As of last week, DOE reported that the per-liter price of gasoline ranged from P63.20 to P72.35 in Quezon City and that of diesel from P65.40 to P71.75 in Makati City.

Also, the DOE reported that as of the Jan. 16-20 trading days, the week-on-week MOPS of Dubai crude went up by about $4.50 a barrel. MOPS gasoline increased by $8.70 per barrel and diesel by $6.20.

According to the New York-based website MarketWatch, the Brent Crude Oil Continuous Contract rate was at $86.26 per barrel as of Jan. 25.
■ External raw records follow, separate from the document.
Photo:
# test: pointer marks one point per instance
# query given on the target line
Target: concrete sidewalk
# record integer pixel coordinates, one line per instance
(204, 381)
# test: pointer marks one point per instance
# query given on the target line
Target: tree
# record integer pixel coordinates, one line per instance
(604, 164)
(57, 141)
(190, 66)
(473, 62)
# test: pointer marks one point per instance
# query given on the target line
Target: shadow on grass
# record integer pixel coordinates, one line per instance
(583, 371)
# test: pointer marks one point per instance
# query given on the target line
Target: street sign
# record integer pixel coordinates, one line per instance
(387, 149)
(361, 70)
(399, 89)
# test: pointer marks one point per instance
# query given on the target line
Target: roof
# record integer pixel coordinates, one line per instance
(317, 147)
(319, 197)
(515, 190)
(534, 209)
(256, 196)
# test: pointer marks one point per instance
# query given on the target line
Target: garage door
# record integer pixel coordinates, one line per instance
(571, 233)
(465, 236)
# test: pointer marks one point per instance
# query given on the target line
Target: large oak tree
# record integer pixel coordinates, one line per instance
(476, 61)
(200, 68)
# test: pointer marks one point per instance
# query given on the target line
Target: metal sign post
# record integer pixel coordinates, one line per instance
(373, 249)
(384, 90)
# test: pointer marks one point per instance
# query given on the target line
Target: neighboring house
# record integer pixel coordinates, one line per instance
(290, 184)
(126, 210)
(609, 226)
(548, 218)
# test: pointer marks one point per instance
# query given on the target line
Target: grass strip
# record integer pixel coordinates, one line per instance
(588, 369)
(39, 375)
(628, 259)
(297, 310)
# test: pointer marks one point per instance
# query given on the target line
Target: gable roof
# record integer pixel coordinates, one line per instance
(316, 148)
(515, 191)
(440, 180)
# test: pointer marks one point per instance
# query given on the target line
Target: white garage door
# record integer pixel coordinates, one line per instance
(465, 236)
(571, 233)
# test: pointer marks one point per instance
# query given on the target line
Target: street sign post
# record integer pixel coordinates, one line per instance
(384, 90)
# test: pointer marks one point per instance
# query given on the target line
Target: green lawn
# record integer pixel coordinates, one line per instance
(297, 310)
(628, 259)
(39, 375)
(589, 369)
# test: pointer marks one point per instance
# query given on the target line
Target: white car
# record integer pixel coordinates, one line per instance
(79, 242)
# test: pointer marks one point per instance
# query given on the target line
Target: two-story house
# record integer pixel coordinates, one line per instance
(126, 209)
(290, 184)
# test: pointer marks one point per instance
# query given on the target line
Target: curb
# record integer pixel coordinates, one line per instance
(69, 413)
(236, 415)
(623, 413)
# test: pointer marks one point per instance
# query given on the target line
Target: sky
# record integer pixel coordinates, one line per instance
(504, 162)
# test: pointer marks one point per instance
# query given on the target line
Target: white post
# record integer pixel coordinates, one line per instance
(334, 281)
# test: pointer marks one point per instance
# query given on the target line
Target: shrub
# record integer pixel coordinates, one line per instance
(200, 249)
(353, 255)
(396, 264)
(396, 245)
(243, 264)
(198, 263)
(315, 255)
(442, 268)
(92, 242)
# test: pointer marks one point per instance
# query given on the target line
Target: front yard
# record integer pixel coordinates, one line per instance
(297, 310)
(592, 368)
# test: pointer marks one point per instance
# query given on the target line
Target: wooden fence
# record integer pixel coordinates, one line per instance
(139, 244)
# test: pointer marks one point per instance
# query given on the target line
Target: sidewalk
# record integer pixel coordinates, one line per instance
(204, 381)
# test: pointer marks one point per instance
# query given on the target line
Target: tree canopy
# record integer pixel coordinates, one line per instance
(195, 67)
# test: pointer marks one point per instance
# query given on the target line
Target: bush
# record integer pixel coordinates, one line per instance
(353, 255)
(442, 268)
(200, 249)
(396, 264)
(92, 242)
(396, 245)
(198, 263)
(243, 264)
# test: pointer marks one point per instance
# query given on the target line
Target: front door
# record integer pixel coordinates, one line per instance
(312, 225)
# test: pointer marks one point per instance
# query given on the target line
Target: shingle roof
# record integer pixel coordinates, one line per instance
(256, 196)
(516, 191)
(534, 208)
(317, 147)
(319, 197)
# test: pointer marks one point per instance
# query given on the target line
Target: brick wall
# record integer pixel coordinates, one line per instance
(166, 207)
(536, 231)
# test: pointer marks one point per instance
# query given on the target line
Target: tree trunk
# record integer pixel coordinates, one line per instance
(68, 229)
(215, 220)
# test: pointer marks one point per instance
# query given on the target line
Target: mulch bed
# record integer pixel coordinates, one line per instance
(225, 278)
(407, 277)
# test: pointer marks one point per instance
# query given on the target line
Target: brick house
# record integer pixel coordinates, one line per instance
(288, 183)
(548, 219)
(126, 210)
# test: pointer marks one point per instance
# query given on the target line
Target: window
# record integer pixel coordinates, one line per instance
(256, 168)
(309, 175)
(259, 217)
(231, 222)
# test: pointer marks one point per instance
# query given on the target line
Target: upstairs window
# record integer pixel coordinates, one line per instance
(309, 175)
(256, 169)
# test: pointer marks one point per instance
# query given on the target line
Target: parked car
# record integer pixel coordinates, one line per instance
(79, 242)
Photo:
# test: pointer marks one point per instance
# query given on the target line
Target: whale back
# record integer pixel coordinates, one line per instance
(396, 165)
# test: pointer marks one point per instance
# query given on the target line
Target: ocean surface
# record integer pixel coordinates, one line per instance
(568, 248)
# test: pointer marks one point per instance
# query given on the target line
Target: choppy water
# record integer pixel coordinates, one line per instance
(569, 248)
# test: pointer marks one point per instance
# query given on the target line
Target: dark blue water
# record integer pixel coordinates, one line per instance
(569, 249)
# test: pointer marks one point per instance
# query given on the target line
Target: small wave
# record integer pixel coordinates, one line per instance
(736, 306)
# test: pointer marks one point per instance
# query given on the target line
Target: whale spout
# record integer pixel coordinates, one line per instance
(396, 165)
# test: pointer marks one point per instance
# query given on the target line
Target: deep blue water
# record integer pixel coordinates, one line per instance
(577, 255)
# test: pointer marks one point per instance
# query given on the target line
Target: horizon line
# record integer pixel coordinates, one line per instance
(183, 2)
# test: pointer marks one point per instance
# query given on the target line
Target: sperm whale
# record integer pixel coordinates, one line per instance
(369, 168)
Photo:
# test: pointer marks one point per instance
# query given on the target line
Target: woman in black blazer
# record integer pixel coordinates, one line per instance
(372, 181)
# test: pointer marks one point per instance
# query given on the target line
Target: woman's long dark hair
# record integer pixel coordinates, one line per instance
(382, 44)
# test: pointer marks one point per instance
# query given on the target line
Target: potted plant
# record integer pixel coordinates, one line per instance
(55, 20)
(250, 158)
With last year’s appointment of former energy chief Raphael Perpetuo as the secretary of the Department of Energy (DOE), Villafuerte hoped the energy department would finally act on the long-conceived government plan to establish a strategic petroleum reserve (SPR) against the backdrop of a tight global oil market supply responsible for 2022’s record upward spiral in fuel prices.

Villafuerte said he looked forward to the prospect that “it wouldn’t be business-as-usual at the DOE, where this SPR plan had sadly crawled at a snail’s pace for more than two years running on the watch of then-Secretary Alfonso Cusi.”

“We are hoping that with Lotilla, a highly-regarded technocrat, and veteran in the energy sector, at the helm of the DOE, the government would, at last, take a long look at the SPR plan, which has unfortunately been stuck in the planning stage at the DOE for over two years now,” said Villafuerte, who had broached the idea about a national fuel reserve in 2019 yet.

Lotilla had served as energy secretary from 2005 to 2007 during the term of then-President Arroyo. He had also served as president of the Power Assets and Liabilities Management Corp. (PSALM) and chairman of the Philippine National Oil Co. (PNOC).

Villafuerte pointed out that DOE officials have “for years been talking the talk about a national SPR, but they have yet to walk the walk on this planned reserve for petroleum products. In fact, the best that then-DOE Secretary Cusi did before to calm an anxious public was to tell them that the PNOC had been tapped to do a feasibility study on it.”